Alban collected as many natives as he could.

They were armed with spears and swords.

He commandeered boats.

The situation was serious, but he kept his head.

He felt that he had done all that was possible and nothing remained but for him to carry on normally.

He did his official work.

He played the piano a great deal.

He rode with Anne in the early morning.

He appeared to have forgotten that they had had the first serious difference of opinion in the whole of their married life.

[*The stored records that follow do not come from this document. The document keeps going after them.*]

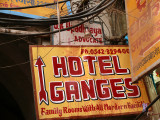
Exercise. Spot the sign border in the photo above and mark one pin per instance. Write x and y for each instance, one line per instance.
(73, 117)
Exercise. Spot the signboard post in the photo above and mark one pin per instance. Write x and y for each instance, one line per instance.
(144, 38)
(84, 81)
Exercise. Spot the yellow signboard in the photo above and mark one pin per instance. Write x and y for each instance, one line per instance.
(84, 81)
(46, 11)
(144, 38)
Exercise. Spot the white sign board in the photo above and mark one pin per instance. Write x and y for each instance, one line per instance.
(76, 35)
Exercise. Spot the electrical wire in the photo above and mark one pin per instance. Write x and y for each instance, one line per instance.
(35, 6)
(54, 21)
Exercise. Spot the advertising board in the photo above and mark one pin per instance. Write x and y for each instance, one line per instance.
(84, 81)
(144, 38)
(76, 36)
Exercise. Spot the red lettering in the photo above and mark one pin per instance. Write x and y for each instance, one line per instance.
(56, 96)
(75, 66)
(88, 89)
(117, 91)
(72, 89)
(134, 88)
(60, 66)
(91, 66)
(103, 65)
(104, 93)
(118, 70)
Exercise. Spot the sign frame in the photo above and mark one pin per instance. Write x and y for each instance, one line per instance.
(73, 117)
(154, 65)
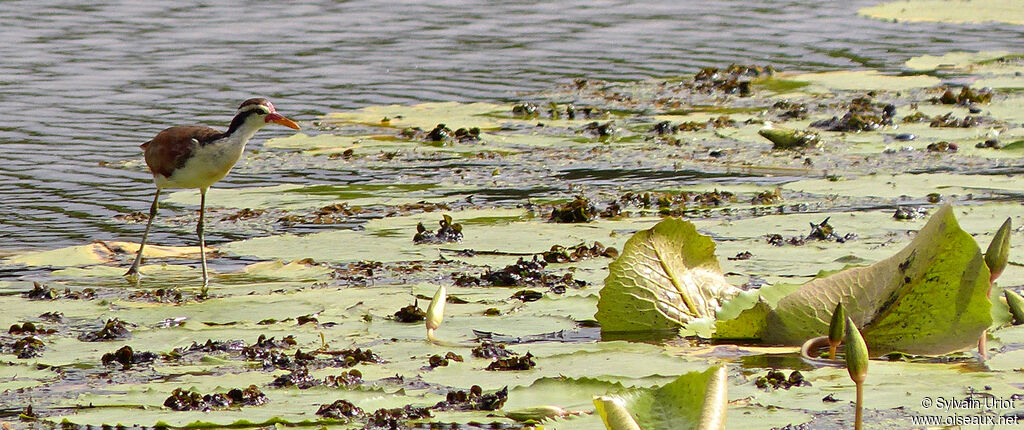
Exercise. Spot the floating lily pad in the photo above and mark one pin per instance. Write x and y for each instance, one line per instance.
(952, 60)
(426, 116)
(863, 81)
(957, 11)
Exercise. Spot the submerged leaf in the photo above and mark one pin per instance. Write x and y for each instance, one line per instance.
(694, 400)
(665, 277)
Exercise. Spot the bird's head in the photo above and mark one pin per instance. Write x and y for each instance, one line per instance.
(259, 112)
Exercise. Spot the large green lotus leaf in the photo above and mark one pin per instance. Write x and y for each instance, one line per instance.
(665, 277)
(694, 400)
(929, 298)
(955, 59)
(958, 11)
(426, 116)
(863, 81)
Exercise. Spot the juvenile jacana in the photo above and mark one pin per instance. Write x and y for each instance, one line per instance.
(197, 157)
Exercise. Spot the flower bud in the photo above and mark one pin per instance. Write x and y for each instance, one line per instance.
(613, 413)
(856, 352)
(1016, 303)
(998, 251)
(435, 312)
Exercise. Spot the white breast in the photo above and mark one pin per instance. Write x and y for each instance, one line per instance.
(208, 164)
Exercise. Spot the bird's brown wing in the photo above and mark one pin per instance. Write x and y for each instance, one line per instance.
(172, 147)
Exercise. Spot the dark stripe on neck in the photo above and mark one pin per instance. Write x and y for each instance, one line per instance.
(239, 120)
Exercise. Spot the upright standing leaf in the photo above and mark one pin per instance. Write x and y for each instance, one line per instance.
(666, 276)
(930, 298)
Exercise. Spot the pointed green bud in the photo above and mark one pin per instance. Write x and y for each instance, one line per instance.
(1016, 303)
(856, 352)
(435, 312)
(998, 251)
(613, 413)
(838, 327)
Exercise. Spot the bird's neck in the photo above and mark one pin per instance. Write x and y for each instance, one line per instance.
(244, 126)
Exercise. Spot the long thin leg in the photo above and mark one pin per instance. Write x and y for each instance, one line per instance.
(133, 271)
(202, 239)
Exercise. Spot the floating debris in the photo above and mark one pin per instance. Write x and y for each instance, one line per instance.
(340, 410)
(126, 356)
(863, 115)
(580, 210)
(952, 122)
(522, 273)
(774, 380)
(438, 360)
(824, 231)
(27, 347)
(967, 96)
(114, 330)
(488, 349)
(907, 213)
(396, 417)
(193, 400)
(474, 399)
(784, 138)
(516, 362)
(448, 233)
(559, 254)
(29, 329)
(942, 146)
(745, 255)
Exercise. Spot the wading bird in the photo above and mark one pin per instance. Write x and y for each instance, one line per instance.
(197, 157)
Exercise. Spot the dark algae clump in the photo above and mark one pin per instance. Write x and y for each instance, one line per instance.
(236, 397)
(448, 232)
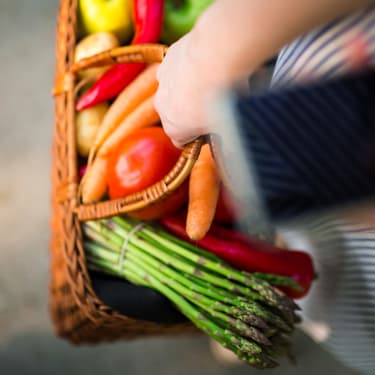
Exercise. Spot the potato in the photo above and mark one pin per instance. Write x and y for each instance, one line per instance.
(91, 45)
(87, 124)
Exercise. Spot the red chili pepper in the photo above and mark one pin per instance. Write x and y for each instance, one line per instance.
(251, 254)
(148, 21)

He took it that Anne had accepted the wisdom of his decision.

He was as amusing, cordial and gay with her as he had always been. When he spoke of the rioters it was with grim irony: when the time came to settle matters a good many of them would wish they had never been born.

'What'll happen to them?' asked Anne.

'Oh, they'll hang.'

He gave a shrug of distaste.

'I hate having to be present at executions. It always makes me feel rather sick.'

He was very sympathetic to Oakley, whom they had put to bed and whom Anne was nursing.

Perhaps he was sorry that in the exasperation of the moment he had spoken to him offensively, and he went out of his way to be nice to him.

Then on the afternoon of the third day, when they were drinking their coffee after luncheon, Alban's quick ears caught the sound of a motor boat approaching.

At the same moment a policeman ran up to say that the government launch was sighted.

'At last,' cried Alban.

He bolted out of the house.

Anne raised one of the jalousies and looked out at the river.

Now the sound was quite loud and in a moment she saw the boat come round the bend.